Quand les bataillons français, en grande tenue, drapeaux déployés, tambours battant, musique sonnant, traversèrent le camp anglais, ils furent accueillis par des hourras frénétiques, auxquels ils répondirent par de joyeuses acclamations. La fraternité d’armes renaissait à l’approche du danger !


A six heures et demie, au signal de six fusées multicolores parties de la batterie Lancastre, où se tient le général Bosquet, les têtes de colonne s’élancent hors des tranchées.
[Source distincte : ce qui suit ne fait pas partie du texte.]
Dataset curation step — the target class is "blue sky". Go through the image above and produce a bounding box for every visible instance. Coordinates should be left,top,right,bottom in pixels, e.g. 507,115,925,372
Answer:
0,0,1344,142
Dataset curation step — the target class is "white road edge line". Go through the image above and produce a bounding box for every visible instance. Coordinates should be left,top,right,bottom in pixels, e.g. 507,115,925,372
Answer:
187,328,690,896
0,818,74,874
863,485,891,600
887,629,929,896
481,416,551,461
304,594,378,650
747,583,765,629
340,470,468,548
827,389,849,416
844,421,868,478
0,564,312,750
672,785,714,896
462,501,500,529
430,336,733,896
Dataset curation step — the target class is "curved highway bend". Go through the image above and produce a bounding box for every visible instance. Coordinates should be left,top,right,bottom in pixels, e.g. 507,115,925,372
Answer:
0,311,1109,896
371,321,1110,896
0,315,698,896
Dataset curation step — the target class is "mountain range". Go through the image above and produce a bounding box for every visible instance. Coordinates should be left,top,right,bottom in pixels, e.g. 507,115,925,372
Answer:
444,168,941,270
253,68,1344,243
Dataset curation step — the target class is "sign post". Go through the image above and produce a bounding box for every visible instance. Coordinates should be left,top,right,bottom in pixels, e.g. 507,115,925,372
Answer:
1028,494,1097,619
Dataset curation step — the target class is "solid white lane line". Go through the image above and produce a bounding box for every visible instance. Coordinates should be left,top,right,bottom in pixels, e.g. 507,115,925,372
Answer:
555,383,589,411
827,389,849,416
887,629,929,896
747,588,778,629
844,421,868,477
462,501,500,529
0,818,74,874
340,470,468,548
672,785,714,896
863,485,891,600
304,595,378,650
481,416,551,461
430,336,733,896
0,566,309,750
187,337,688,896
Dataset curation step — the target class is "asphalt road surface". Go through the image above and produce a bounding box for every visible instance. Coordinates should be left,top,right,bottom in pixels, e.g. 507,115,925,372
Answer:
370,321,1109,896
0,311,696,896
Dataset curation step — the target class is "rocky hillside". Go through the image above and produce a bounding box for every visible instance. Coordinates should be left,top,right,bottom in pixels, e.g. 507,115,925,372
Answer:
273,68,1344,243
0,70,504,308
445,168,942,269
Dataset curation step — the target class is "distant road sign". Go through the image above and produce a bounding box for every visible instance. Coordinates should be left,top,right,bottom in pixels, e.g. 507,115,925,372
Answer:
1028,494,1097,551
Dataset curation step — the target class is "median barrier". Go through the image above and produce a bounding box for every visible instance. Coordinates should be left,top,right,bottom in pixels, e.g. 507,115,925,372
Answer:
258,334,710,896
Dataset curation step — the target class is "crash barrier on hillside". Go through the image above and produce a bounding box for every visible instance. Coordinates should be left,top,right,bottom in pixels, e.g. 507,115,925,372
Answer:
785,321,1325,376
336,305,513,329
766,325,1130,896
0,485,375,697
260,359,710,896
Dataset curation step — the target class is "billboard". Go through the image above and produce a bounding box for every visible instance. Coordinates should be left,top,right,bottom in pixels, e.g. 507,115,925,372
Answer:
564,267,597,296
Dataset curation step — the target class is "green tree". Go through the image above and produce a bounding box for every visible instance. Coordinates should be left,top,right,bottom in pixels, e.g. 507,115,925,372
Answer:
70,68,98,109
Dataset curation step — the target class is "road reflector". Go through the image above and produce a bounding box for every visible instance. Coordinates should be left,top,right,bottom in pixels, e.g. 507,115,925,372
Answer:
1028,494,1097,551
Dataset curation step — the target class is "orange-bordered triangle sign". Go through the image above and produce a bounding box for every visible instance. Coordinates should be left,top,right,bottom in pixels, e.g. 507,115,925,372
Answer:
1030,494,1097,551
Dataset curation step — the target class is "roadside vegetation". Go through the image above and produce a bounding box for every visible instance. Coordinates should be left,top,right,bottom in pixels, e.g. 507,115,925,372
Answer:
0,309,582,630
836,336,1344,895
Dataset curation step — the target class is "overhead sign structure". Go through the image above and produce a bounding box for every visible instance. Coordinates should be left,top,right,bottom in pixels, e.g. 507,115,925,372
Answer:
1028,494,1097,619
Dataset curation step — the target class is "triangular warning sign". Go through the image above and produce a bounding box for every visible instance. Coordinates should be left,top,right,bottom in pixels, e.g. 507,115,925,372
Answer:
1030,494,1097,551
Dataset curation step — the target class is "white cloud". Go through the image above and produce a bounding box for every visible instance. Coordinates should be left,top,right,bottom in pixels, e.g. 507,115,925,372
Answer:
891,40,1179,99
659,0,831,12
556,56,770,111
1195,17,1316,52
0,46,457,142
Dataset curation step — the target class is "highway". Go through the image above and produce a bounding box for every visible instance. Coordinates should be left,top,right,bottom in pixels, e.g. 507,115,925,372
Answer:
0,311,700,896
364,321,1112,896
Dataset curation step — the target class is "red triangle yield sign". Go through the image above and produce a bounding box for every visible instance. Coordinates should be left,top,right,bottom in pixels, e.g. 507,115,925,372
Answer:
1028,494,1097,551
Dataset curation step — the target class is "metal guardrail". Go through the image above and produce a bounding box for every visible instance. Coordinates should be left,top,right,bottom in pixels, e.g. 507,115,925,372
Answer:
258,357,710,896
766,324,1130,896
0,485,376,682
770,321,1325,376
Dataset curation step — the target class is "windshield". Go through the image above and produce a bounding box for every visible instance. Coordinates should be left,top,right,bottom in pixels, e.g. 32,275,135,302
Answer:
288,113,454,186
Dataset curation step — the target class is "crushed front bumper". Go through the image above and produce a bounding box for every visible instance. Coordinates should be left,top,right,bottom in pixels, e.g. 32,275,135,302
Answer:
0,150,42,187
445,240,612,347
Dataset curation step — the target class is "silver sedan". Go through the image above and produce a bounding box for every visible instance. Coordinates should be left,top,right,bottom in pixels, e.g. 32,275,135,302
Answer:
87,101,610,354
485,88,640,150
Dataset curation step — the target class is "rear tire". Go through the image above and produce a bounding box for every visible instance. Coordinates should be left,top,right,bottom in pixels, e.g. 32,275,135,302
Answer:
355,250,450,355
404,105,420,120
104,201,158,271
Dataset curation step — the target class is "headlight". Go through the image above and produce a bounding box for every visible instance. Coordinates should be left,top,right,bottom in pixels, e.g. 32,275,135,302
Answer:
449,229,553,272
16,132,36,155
La division Mayran franchit, en courant, les 300 mètres qui la séparent des Ouvrages Blancs. Les brigades de Lavarande et de Failly s’emparent chacune d’une redoute (Volhynie et Selenghinsk) et s’y installent ; elles n’en seront plus délogées.

Camou dirige l’attaque du Mamelon Vert ; il a formé la brigade Wimpfen en trois colonnes : à droite, les tirailleurs algériens, au centre, le 50e, à gauche, le 3e zouaves.

C’est entre ces vieux soldats d’Afrique une émulation de vaillance irrésistible ! Sous les balles et la mitraille, ils parcourent 450 mètres d’un sol raviné par les embuscades, les fougasses, les bombes, et ils se rallient dans le fossé de la lunette Kamtchatka, à demi comblé par le bombardement de la nuit et de la journée.

Les turcos tournent l’ouvrage par la gorge ; les zouaves et les fantassins en escaladent les faces. Le colonel de Brancion est tué en plantant le drapeau du 50e au saillant du parapet.

Après un terrible corps à corps, les défenseurs du Mamelon Vert battent en retraite et se réfugient dans Malakoff.

Les clairons des zouaves sonnent la victoire ; mais les vainqueurs, grisés par l’odeur de la poudre, poursuivent les Russes, et leur élan irréfléchi est brisé par la mitraille. Il faut s’arrêter, chercher un abri dans les trous-de-loup, les embuscades et jusque dans le fossé profond de Malakoff.

Le général Khrouleff sort du faubourg Karabelnaïa avec six bataillons de réserve, marche résolument sur le Mamelon Vert, reprend la lunette Kamtchatka, où une fougasse vient d’éclater, et chasse les Français du terrain ensanglanté qu’ils ont conquis.

C’est à recommencer ; mais rien ne saurait décourager des généraux de la trempe de Bosquet et de Camou.